How is the balance sheet of your organization? Why not take a few minutes to examine your assets? Here are some steps to take to get a clear picture of the assets of your role of the organization you serve:
1. List the skills, relationships and activities that account for the greatest portion of your current success.
2. When did you learn each skill, form each relationship, begin each activity (How long ago did you first add that asset to your balance sheet?) If a considerable percentage of your success comes from assets that are three or more years old, you could be in danger.
3. What will happen if demand for that asset declines? If that skill is replaced by technology?
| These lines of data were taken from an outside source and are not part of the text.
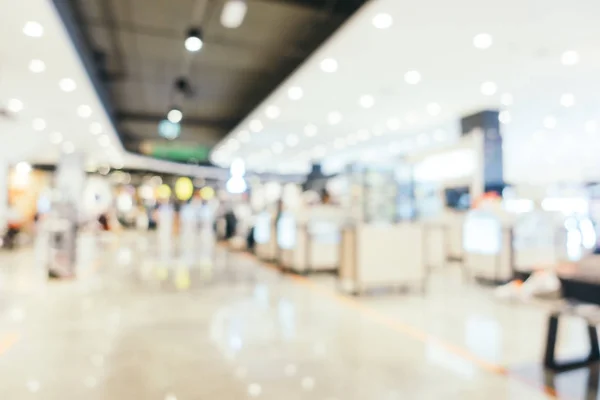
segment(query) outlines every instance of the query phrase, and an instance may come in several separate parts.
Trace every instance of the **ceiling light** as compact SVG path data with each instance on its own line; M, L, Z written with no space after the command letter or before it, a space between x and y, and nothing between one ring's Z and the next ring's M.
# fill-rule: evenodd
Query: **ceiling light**
M575 65L579 63L579 53L574 50L568 50L562 53L560 59L563 65Z
M240 140L240 142L242 143L248 143L250 141L250 132L248 132L247 130L242 130L238 133L238 139Z
M92 116L92 108L86 104L77 107L77 115L81 118L89 118Z
M300 86L292 86L288 89L288 97L290 100L300 100L304 96L304 91Z
M34 131L41 132L46 129L46 121L42 118L36 118L33 120L32 126Z
M333 58L326 58L321 61L321 70L324 72L332 73L337 71L338 62Z
M269 119L275 119L275 118L279 117L280 114L281 114L281 110L277 106L268 106L265 110L265 115Z
M500 111L500 113L498 114L498 121L500 121L503 124L509 124L510 121L512 120L510 113L508 111Z
M393 142L389 146L390 153L400 154L402 153L402 144L400 142Z
M361 142L367 141L371 138L371 132L367 129L361 129L357 132L358 140Z
M341 150L346 147L346 141L342 138L337 138L333 141L333 147L337 150Z
M274 154L281 154L283 151L283 144L281 144L281 142L275 142L271 145L271 150Z
M75 151L75 145L71 142L64 142L62 145L62 151L64 151L67 154L71 154Z
M29 61L29 70L34 74L42 73L46 70L46 64L42 60Z
M23 33L29 37L42 37L44 35L44 27L35 21L29 21L23 27Z
M248 126L250 127L250 130L254 133L258 133L264 129L264 126L260 119L253 119L252 121L250 121Z
M480 33L473 38L473 46L480 50L489 49L492 46L493 39L489 33Z
M594 120L587 121L585 123L585 133L596 133L598 130L598 123Z
M8 111L13 112L13 113L18 113L19 111L21 111L23 109L23 102L18 99L10 99L10 100L8 100L7 107L8 107Z
M61 88L63 92L72 92L77 89L77 84L71 78L63 78L58 82L58 86Z
M110 145L110 139L106 135L102 135L98 138L98 143L102 147L108 147Z
M339 111L332 111L327 114L327 122L329 125L337 125L342 122L342 114Z
M90 133L92 135L99 135L102 133L102 125L99 122L92 122L90 124Z
M417 123L417 121L418 121L418 119L419 119L419 118L417 117L417 114L415 114L414 112L410 112L410 113L408 113L408 115L406 116L406 122L407 122L409 125L414 125L414 124L416 124L416 123Z
M294 135L293 133L290 133L285 138L285 144L287 144L290 147L295 147L298 144L298 136Z
M390 14L387 13L379 13L373 17L373 26L377 29L388 29L393 23L394 19Z
M50 143L59 144L63 141L63 135L60 132L52 132L50 133Z
M370 94L365 94L358 101L362 108L371 108L375 105L375 98Z
M421 82L421 73L419 71L408 71L404 74L404 80L409 85L416 85Z
M225 28L236 29L244 22L248 5L245 0L229 0L221 12L221 25Z
M181 110L179 110L177 108L173 108L167 114L167 119L169 120L169 122L171 122L173 124L178 124L183 119L183 113L181 112Z
M500 97L500 103L502 103L503 106L512 106L512 104L513 104L512 94L503 93L502 96Z
M381 126L376 126L375 128L373 128L373 135L375 136L381 136L383 135L383 128Z
M560 96L560 105L563 107L573 107L575 105L575 96L572 93L565 93Z
M258 397L262 393L262 388L258 383L253 383L248 386L248 395L250 397Z
M493 96L497 90L498 86L494 82L483 82L481 84L481 93L486 96Z
M304 134L308 137L316 136L318 132L319 129L313 124L308 124L304 127Z
M554 129L556 128L557 121L555 117L548 115L546 118L544 118L543 124L544 128L546 129Z
M439 115L442 112L442 107L438 103L429 103L427 104L427 113L432 117Z
M421 134L419 135L419 137L417 138L418 143L421 146L426 146L429 144L429 136L427 136L426 134Z
M185 39L185 48L191 53L195 53L202 49L204 42L202 42L202 32L198 28L192 28L188 31L187 38Z
M386 125L390 131L397 131L400 129L401 123L398 118L390 118L387 120Z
If that relationship ends?
4. What skills are likely to become more important to your success in the future?
5. How could you go about learning those new skills?
6. When is the last time you added a new relationship? What are you doing today to attract new relationships?
7. On the whole, how is your balance sheet?
Take time now to sharpen your saw. Of course, you could keep right on sawing away, but think how much more you might accomplish if you take just a few minutes to sharpen that saw first!
Join the Discussion in the Comments Section Below
Do you have a great way to “sharpen your saw”? If so, what did you do, and how have you benefited from the time your spent?
“The minute you start thinking you know how things work, you’re dead.”
--David Maister, Managing the Professional Service Firm.
"Learning time is not a respected part of the work environment. But you can't be so busy that you allow yourself to get stupid."
--Tom Kelley, Cisco Systems (Fast Company, October 2000)
“Even if you're on the right track, you can still get run over if you just sit there.”